Aquella mañana me costó mucho ponerme en marcha. Cualquier cosa que hacía me resultaba fatigosa, y cada movimiento suponía un gran esfuerzo. No dejaban de venirme a la cabeza las imágenes de la noche anterior y los comentarios de Bertrand. La única solución era enfrascarme en el trabajo. Aquella tarde iba a reunirme con Franck Lévy en su oficina. De repente lo del Vel' d'Hiv' me parecía muy lejano. Me sentía como si hubiera envejecido de la noche a la mañana.
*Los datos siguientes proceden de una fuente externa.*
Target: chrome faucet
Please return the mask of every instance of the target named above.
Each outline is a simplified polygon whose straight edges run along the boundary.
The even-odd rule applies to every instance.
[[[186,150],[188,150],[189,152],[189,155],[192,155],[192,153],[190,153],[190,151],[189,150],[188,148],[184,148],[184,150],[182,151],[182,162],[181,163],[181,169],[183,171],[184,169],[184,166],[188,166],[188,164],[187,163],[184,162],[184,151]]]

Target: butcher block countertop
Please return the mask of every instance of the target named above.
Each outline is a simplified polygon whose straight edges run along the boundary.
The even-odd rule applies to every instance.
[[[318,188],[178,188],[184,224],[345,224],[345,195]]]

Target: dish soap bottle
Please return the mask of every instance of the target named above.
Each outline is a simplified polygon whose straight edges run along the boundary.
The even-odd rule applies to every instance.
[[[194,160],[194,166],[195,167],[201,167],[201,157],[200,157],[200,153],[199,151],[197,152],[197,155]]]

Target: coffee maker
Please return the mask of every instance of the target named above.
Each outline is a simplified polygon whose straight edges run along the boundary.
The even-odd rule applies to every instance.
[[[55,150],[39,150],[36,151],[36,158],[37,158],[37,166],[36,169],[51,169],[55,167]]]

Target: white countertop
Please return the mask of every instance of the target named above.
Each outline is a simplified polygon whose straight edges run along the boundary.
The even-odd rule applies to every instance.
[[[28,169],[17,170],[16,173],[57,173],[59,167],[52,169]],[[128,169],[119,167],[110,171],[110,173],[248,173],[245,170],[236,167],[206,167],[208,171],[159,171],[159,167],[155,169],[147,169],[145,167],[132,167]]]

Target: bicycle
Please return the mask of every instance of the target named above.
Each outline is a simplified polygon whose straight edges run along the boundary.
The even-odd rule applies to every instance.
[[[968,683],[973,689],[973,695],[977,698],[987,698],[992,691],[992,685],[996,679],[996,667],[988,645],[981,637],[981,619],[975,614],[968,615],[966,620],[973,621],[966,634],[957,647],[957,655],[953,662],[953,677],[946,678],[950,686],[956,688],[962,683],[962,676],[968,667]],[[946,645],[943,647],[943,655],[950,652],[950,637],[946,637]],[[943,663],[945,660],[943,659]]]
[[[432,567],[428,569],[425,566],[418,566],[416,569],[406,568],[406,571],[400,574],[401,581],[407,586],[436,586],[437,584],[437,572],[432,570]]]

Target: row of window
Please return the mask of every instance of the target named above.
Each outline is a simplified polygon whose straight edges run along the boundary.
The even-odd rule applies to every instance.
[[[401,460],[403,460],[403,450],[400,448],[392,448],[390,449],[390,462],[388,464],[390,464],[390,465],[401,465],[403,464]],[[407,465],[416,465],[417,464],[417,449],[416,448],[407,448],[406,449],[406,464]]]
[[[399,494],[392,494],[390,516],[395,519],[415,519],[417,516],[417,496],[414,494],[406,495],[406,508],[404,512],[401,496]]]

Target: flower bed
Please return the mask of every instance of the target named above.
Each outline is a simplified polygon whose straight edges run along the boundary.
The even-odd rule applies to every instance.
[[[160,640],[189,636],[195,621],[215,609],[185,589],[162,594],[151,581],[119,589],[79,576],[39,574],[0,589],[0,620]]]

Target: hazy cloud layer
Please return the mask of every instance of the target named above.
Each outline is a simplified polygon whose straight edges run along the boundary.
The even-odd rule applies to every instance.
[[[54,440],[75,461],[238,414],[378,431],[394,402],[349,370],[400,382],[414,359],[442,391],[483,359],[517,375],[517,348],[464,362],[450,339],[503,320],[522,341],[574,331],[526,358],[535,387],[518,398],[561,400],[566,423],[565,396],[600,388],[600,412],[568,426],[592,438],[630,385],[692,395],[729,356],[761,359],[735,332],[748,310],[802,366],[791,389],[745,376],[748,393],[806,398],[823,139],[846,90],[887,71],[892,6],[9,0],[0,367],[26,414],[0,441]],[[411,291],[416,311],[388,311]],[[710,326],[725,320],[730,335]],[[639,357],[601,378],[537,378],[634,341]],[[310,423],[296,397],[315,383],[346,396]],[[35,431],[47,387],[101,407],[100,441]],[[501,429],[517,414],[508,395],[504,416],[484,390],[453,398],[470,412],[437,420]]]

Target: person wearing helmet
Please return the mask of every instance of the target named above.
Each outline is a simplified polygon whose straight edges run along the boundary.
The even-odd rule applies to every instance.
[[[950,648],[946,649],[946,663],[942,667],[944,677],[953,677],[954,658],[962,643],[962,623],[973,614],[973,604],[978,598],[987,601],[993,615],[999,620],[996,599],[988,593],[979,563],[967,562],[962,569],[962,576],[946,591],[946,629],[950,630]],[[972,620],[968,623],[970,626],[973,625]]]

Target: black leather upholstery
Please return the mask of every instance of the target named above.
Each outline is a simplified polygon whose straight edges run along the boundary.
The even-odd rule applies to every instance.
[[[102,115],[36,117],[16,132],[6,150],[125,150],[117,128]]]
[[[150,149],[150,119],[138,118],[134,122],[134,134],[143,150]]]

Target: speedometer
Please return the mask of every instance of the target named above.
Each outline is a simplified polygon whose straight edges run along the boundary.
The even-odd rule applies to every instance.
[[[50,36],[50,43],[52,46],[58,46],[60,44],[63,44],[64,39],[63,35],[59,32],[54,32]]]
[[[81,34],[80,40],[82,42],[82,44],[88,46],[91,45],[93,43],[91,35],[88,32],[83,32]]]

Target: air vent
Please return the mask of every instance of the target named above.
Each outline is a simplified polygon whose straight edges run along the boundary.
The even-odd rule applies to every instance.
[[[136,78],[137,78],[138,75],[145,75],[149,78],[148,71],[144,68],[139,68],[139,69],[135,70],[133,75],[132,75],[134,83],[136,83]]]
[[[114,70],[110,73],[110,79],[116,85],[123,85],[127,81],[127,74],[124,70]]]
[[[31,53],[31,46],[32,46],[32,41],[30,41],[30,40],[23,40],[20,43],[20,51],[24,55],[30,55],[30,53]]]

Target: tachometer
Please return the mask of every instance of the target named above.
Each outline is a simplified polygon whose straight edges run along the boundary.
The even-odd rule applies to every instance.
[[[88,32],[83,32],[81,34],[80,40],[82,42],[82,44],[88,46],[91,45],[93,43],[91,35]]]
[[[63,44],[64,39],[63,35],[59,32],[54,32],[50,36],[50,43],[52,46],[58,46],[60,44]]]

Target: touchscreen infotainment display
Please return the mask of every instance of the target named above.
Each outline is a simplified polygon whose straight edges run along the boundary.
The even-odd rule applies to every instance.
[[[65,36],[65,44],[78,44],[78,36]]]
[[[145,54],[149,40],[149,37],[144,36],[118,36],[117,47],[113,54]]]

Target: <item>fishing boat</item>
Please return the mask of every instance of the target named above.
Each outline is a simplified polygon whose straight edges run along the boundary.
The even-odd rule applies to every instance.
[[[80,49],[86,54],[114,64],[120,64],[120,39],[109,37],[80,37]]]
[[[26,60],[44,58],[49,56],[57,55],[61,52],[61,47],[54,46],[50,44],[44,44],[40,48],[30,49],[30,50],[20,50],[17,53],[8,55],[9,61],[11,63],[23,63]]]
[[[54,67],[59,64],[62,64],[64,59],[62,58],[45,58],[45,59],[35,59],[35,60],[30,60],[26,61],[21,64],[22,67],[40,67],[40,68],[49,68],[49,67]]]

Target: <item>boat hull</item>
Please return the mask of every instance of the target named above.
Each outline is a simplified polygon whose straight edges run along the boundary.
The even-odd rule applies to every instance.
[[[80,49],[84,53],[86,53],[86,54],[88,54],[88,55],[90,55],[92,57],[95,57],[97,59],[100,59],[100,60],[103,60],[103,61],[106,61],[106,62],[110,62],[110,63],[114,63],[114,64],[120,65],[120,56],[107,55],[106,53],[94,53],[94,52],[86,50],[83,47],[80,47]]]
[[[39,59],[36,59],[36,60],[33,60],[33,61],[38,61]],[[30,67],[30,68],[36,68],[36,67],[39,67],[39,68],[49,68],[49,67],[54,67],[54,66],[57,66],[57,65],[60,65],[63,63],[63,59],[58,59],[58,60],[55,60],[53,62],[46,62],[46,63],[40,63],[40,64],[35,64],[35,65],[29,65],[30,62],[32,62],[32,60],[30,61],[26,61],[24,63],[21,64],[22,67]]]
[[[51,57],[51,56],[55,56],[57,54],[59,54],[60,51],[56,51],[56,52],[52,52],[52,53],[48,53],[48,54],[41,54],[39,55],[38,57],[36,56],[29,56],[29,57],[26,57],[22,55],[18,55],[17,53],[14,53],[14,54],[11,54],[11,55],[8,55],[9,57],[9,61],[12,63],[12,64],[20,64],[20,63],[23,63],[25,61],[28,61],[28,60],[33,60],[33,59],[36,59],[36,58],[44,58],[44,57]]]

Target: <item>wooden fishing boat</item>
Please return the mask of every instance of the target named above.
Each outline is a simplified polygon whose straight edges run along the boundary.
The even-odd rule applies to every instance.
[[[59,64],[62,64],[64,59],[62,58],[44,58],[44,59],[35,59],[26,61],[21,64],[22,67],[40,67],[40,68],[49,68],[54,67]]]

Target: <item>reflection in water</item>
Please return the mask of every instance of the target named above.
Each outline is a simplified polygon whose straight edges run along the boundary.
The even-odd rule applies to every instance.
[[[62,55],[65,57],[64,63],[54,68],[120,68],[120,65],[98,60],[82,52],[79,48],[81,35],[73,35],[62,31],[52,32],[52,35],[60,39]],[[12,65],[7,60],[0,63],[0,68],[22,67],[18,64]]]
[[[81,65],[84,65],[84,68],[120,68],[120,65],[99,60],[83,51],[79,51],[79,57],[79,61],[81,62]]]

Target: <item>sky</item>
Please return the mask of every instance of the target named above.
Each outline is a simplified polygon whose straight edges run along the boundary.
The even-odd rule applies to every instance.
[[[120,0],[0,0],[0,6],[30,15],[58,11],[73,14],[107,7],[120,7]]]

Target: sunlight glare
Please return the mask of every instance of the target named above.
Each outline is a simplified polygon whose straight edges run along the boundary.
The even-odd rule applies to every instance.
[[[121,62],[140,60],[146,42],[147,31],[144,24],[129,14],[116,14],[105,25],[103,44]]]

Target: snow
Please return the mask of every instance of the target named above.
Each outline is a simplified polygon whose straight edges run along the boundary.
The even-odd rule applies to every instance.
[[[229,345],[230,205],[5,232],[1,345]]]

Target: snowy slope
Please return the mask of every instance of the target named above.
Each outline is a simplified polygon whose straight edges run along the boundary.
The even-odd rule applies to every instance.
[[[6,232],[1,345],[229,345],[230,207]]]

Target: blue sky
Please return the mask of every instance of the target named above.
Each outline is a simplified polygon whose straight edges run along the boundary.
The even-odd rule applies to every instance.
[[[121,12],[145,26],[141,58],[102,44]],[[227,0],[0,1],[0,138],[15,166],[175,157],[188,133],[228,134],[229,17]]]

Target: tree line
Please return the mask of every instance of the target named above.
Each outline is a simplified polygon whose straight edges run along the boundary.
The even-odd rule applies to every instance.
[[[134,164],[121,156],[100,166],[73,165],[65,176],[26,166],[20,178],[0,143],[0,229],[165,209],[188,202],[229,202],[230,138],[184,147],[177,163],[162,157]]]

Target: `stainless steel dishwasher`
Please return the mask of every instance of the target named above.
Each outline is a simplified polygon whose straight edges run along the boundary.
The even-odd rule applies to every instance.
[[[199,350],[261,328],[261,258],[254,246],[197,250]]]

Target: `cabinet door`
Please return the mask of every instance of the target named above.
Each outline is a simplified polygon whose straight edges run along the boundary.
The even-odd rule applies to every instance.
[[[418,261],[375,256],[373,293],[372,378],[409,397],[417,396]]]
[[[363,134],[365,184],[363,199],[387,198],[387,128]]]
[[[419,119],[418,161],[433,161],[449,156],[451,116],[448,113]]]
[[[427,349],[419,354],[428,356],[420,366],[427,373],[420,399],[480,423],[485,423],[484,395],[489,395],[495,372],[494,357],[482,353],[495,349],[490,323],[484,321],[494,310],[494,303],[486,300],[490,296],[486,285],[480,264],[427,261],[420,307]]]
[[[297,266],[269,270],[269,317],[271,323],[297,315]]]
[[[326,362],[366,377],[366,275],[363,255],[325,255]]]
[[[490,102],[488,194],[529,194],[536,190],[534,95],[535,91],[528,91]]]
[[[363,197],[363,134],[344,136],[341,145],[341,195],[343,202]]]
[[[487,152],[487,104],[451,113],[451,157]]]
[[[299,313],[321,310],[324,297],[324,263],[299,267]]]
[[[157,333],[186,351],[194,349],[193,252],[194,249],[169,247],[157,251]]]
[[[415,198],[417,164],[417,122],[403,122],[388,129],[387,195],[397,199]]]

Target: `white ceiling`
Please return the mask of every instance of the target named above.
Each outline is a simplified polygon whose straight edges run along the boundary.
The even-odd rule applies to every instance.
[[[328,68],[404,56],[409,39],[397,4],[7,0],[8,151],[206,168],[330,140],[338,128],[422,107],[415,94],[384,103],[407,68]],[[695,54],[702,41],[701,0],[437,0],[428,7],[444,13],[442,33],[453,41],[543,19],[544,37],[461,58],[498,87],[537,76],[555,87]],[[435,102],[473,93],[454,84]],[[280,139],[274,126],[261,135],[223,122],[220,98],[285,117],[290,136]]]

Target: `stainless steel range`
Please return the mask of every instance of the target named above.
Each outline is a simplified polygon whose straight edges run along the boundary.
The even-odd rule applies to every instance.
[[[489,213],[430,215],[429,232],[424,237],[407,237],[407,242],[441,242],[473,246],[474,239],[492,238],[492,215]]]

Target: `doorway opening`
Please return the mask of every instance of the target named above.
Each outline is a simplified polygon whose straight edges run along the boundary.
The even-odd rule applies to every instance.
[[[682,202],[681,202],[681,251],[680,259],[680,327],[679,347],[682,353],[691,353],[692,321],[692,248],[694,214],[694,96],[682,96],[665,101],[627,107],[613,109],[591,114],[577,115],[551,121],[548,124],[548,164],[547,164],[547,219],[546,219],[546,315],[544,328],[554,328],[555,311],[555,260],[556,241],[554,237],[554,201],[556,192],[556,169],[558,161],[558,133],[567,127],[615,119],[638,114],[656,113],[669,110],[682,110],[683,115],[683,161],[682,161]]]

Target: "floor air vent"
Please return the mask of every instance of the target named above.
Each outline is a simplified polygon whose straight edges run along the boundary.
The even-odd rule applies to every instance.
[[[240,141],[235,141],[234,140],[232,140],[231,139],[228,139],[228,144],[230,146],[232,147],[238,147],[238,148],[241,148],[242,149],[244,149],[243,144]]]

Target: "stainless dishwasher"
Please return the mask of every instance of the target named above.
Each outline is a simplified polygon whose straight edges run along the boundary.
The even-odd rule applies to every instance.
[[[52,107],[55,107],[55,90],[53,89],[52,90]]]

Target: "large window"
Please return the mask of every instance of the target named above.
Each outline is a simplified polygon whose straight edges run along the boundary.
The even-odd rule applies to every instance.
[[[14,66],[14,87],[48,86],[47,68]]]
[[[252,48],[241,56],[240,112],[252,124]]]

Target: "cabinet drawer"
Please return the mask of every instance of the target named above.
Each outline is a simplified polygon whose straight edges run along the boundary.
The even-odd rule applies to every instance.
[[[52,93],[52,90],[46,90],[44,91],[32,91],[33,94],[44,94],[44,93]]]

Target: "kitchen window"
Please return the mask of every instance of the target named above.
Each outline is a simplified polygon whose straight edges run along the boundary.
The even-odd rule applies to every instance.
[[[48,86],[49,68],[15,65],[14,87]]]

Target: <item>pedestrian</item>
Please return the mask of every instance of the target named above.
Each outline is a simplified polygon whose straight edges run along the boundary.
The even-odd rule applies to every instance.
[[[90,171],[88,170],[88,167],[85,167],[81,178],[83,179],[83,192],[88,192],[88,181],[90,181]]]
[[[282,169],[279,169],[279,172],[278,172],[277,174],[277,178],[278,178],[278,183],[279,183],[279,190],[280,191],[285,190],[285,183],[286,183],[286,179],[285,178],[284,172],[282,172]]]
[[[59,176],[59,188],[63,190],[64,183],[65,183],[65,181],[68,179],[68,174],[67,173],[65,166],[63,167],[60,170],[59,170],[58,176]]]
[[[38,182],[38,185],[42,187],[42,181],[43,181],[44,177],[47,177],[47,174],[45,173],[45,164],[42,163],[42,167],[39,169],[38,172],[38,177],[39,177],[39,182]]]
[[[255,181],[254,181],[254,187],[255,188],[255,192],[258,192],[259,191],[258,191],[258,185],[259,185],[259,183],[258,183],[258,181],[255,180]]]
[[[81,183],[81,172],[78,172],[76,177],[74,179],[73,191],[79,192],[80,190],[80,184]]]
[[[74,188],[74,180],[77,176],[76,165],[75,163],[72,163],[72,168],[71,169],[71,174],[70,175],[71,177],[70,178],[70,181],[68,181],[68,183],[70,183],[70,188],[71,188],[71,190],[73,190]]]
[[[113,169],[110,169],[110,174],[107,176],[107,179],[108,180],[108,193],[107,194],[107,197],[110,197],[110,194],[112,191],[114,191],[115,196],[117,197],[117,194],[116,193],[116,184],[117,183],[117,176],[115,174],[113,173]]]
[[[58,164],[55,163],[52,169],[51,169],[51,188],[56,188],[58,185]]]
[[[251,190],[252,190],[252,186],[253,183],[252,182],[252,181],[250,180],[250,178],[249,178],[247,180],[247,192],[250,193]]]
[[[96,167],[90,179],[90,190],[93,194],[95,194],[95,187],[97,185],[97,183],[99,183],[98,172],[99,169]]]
Ya nada importaba, salvo el bebé que llevaba en mi vientre y que mi marido no quería.
Iba de camino a la oficina cuando me sonó el móvil. Era Guillaume. Había encontrado en casa de su abuela un par de libros sobre el Vel' d'Hiv' que estaban agotados y que a mí me hacían falta. Si yo quería, me los podía prestar. Me preguntó si podíamos quedar para tomar algo esa misma tarde o ya de noche. Su voz sonaba amigable y alegre, y yo acepté de inmediato. Quedamos a las seis en punto en el Select, en el bulevar de Montparnasse, a dos minutos de casa. Nos despedimos, y después mi teléfono volvió a sonar.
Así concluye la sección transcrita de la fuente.